Teams of Santas throw sacks of presents, climb ice mountains, slide down chimneys and even do Zumba dance workouts.
Sparkling at Tivoli
Northern Europe’s biggest Christmas market takes place at Tivoli Gardens, near the city’s Central Station. Tivoli covers 20 acres and hosts roughly 900,000 visitors (mostly Danes) each season (Vesterbrogade 3; 45-3315-1001; tivoli.dk/en; ages 8 and over, 95 Danish kroner, or $18 at 5.35 kroner to the dollar; under 8 with an adult, free).
Tivoli’s dazzling decorations light up the night with replicas of a Chinese pagoda, St. Basil’s Cathedral in Moscow, even an Arabian palace. Santa poses for photos near live reindeer in the Nordic Village. Daredevils squeal on 29 carnival rides, including a wooden roller coaster that will be a century old next year.
Dozens of vendors sell woolens, furs, nutcracker dolls and enough lollipops to make a dentist wince.
“It’s a good place to explore the ways of the Danes,” said Ellen Dahl, a spokeswoman for Tivoli Gardens. “It’s sort of the essence of Christmas.”
Hojbro Plads, one of Copenhagen’s prettiest squares on Stroget, hosts a Danish- and German-influenced Christmas market (Hojbro Plads; 45-2125-9340; julemarked.nu). Christmas trees sparkle with hundreds of ornaments. A roly-poly snowman guards the entrance. It’s tempting to sacrifice too many kroner here — maybe buy a woolen hat with silvery snowflakes.
While sipping hot cocoa and munching a kringle, the pretzel-shaped pastry whose image hangs above Danish bakeries, you may feel like a child again.
At Nyhavn Christmas Market (nyhavn.com), near the Royal Danish Playhouse, vendors set up stalls alongside the quaint Nyhavn canal. A former maritime quarter, Nyhavn features spiffed-up historic ships against a backdrop of powder-blue, orange and yellow 18th-century houses. Try aebleskiver (Danish pancakes with sugar and jam), and revive childhood memories of yuletide sugar highs.
What inspires such merriment? Santa (aka Soren Moller Pedersen, 52, a children’s theater actor and drummer) provided a clue. Soon to start his fourth season at Tivoli, Santa responded candidly (via email; it’s high season) about his career path.

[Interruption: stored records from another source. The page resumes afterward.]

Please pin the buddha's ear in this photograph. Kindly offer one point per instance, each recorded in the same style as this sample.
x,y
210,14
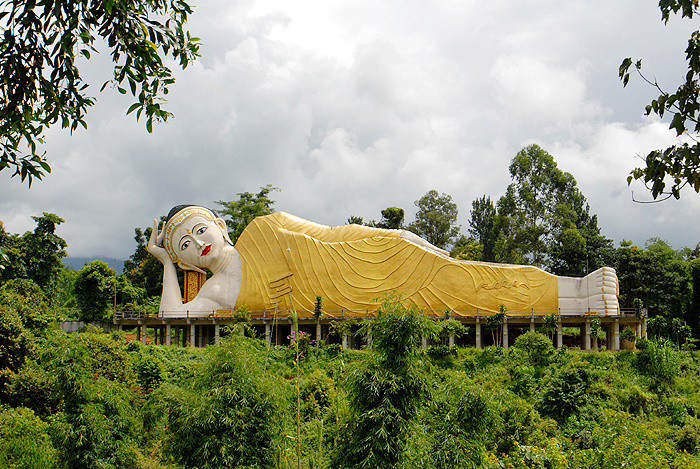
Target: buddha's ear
x,y
185,266
224,229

“It was a natural choice,” he said, “to try to fill, in real life, one of the most sweet and loved characters in the world, without becoming a ‘Ho Ho’ superficial cliché.”
Why so happy?
The happiness survey offers no pat explanation for why Denmark is No. 1. Another report, “Danish Happiness, Explained,” sets out to address that question. Economic prosperity helps, but it’s not the whole story.
“First, we share the world record in trust with Norway and Sweden,” said Christian Bjornskov, an economics professor at Aarhus University who consulted on the Danish report by the new Happiness Research Institute in Copenhagen.
“The second factor is a strong belief in personal freedom — that you can always change things in your own life.”